Phase of development
IV
Objectives
Primary: (1) To evaluate the effect of PEGASYS 180, 270, or 360 µg once weekly in combination with ribavirin (1000–1200 mg/day) on the clearance of hepatitis C virus (HCV) viremia after 12 weeks of treatment (on-treatment virologic response) in patients with CHC virus infection genotype 1 who did not respond to previous combination therapy.

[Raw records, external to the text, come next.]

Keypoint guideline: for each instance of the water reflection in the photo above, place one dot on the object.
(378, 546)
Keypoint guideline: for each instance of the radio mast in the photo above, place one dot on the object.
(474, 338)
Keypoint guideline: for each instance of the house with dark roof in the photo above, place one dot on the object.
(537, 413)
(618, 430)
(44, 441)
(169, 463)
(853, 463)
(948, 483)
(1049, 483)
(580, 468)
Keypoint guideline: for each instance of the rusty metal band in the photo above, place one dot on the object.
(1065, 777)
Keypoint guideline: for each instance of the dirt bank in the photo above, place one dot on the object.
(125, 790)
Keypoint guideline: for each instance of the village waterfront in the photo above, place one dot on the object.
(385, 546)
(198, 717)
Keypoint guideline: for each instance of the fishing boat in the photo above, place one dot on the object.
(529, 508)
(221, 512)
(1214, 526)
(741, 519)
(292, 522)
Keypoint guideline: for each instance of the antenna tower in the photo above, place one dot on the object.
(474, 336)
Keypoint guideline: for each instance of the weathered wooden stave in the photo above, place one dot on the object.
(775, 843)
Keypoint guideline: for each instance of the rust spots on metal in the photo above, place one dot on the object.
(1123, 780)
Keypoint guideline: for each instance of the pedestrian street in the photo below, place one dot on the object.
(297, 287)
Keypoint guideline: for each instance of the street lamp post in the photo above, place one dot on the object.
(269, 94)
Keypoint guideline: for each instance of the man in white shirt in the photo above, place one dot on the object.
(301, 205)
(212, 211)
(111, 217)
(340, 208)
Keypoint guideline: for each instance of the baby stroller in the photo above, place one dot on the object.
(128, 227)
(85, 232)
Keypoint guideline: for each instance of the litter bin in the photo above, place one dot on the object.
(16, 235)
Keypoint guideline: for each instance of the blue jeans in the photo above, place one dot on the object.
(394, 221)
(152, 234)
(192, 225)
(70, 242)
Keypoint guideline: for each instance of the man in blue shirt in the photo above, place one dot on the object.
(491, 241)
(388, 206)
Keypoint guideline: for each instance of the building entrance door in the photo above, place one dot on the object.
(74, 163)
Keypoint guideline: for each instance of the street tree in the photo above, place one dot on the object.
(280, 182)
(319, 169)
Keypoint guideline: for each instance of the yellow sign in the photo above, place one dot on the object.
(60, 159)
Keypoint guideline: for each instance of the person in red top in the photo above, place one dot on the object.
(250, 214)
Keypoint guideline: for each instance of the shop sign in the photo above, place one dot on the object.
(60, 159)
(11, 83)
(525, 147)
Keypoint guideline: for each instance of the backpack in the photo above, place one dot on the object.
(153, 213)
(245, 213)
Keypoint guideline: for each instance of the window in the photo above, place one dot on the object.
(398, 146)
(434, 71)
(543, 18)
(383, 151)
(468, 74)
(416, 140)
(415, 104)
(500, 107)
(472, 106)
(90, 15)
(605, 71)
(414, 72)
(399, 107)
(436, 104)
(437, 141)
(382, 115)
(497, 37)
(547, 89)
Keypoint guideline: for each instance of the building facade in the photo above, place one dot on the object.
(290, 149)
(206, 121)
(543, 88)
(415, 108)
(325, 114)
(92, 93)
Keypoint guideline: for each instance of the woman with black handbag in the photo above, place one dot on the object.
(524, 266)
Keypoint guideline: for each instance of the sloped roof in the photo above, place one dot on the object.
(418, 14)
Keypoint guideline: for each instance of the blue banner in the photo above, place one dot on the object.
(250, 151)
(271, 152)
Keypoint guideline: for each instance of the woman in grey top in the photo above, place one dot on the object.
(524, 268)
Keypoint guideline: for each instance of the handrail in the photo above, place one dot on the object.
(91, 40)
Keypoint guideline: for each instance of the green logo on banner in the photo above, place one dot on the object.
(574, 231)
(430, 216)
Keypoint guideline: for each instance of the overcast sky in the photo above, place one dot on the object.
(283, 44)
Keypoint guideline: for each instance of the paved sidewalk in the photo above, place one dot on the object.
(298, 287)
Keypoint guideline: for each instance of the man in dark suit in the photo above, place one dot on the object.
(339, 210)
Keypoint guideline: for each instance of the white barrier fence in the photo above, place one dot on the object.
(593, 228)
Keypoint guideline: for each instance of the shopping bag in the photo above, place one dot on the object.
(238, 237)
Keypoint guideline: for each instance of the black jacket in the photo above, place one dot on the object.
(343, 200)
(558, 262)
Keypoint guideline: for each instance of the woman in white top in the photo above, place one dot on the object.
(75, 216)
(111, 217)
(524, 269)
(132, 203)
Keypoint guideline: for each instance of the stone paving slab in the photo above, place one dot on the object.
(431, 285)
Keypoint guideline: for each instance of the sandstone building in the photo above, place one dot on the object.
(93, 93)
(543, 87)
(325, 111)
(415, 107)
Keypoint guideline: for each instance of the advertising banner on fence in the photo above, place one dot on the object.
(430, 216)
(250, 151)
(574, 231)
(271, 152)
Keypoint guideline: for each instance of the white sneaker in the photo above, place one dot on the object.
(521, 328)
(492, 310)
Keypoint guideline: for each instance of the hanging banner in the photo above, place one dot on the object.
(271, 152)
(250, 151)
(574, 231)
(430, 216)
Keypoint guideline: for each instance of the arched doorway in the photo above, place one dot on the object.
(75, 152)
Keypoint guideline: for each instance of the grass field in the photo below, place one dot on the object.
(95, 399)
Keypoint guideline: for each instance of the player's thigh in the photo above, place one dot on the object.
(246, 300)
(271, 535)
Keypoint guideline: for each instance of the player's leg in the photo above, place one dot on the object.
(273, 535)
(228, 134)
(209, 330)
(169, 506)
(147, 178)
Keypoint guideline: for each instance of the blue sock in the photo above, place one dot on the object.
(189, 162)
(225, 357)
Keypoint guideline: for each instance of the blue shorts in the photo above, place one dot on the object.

Secondary: (1) To evaluate the effect of PEGASYS 180, 270, or 360 µg once weekly for 12 weeks followed by 180 µg once weekly for 36 weeks in combination with ribavirin (1000–1200 mg/day) for 48 weeks on the clearance of HCV viremia 24 weeks after treatment end (sustained virological response [SVR]); (2) To evaluate the effect of PEGASYS plus ribavirin on serum alanine aminotransferase (ALT) levels 24 weeks after treatment end (sustained biochemical response [SBR]); (3) To evaluate the effect of PEGASYS plus ribavirin on the reduction of HCV viremia after 4, 12, 24, and 48 weeks of treatment; (4) To evaluate the safety of high-dose PEGASYS plus ribavirin in patients with CHC and (5) To evaluate the viral kinetics and pharmacokinetic (PK) characteristics of PEGASYS.
Methodology
After screening, patients were randomized to one of 3 groups. During the first 12 weeks of treatment, Group A received 180μg, Group B 270μg, and Group C 360μg subcutaneous PEGASYS, respectively. During the subsequent 36 weeks of treatment, all groups received the standard 180μg dose of PEGASYS. Ribavirin was administered for the entire 48 weeks at a dose of 1000-1200mg/day orally, according to body weight. Treatment was followed by a 24 week treatment-free follow-up period. Patients were stratified according to viral load at screening (≤ or >800,000 IU/mL). HCV-RNA and serum ALT were measured at intervals during the study, and 24 weeks after treatment, and serial blood samples were taken for a pharmacokinetic evaluation.
Number of patients (planned/analyzed)
Total of 75 patients, 25 in each of 3 treatment groups.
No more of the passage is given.